Imperial News

Glycan microarrays for a new era of diagnostic tools

by Benjie Coleman

Imperial College London researchers have received a new £1.34M Wellcome Trust grant to support the world-leading Carbohydrate Microarray Facility.

The cross-faculty collaboration between the Department of Metabolism, Digestion and Reproduction and the Department of Chemistry, received a Biomedical Resource Grant from Wellcome Trust to help develop the next generation of carbohydrate-based diagnostics and therapeutics.

Project leads, Dr Yan Liu, Prof Ten Feizi, Dr Ben Schumann, Prof Phil Bennett and Dr Wengang Chai, hope the grant, together with the support of March of Dimes Centre grant, will further expand the Carbohydrate Microarray Facility and diversify its glycan collection. 

Carbohydrates are much more than an energy source. Complex carbohydrate structures, also called glycans, are found on the surface of every single living cell, where they impact on a myriad of processes and contribute to the “identity” of a cell, a tissue or an organism. For example, the classification of the blood groups A, B and O is purely based on the presence or absence of certain glycan structures on the cell surface. Pathogens such as viruses, bacteria and parasites can bind glycan structures and use them to infect a cell.

The ability of a pathogen to infect a tissue generally depends on the presence of the ‘correct’ glycan structure, termed the ligand. Pinpointing the glycan ligands for pathogens using carbohydrate microarrays opens the way for designing therapeutic inhibitory compounds. There is no doubt that the next generation of diagnostics and therapeutics will rely heavily on glycans and the Carbohydrate Microarray Facility hopes to be at the forefront of those developments.

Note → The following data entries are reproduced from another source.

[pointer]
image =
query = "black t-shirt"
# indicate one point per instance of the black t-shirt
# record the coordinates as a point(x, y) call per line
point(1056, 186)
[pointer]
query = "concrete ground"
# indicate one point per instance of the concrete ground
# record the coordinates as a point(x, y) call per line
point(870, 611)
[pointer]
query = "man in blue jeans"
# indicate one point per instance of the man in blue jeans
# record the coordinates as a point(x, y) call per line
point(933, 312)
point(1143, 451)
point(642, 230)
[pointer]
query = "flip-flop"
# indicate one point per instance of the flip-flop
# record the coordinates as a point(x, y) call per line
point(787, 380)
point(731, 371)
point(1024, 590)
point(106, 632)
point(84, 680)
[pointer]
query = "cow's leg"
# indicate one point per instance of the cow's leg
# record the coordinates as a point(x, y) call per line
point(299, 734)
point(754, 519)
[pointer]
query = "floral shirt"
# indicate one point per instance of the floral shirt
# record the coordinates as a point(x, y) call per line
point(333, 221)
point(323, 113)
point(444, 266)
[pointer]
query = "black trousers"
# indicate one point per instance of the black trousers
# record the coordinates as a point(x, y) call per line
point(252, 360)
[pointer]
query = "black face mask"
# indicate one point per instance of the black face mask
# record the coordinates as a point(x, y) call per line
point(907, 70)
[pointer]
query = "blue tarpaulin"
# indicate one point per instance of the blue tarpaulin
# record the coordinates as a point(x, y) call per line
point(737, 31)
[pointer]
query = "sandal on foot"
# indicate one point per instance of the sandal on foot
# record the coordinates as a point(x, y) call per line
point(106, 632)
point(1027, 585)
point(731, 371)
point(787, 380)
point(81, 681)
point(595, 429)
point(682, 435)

The Carbohydrate Microarray Facility has one of the largest glycan libraries in the world. The community need for glycan microarray analyses is reflected by requests from over 80 users/collaborators during the last three years to work with the Facility to identify binding partners of proteins, viruses and whole bacterial cells. The Facility also actively contributes to the development of the international glycan microarray data repository being developed in the GlyGen project of the NIH Commons Fund.

In 2020, the grant will enable the Facility to recruit a synthetic chemist, situated at the Department of Chemistry. A postdoctoral associate and a Carbohydrate Microarray Project Manager are currently being recruited and based in the Facility. Follow the links for more information.

Speaking about the grant and expanding the team, Dr Yan Liu said: "With the new team we are building in the Facility, we aim to foster interdisciplinary collaborative glycoscience and to contribute to the integration of glycomics into the new era of biology and medicine.”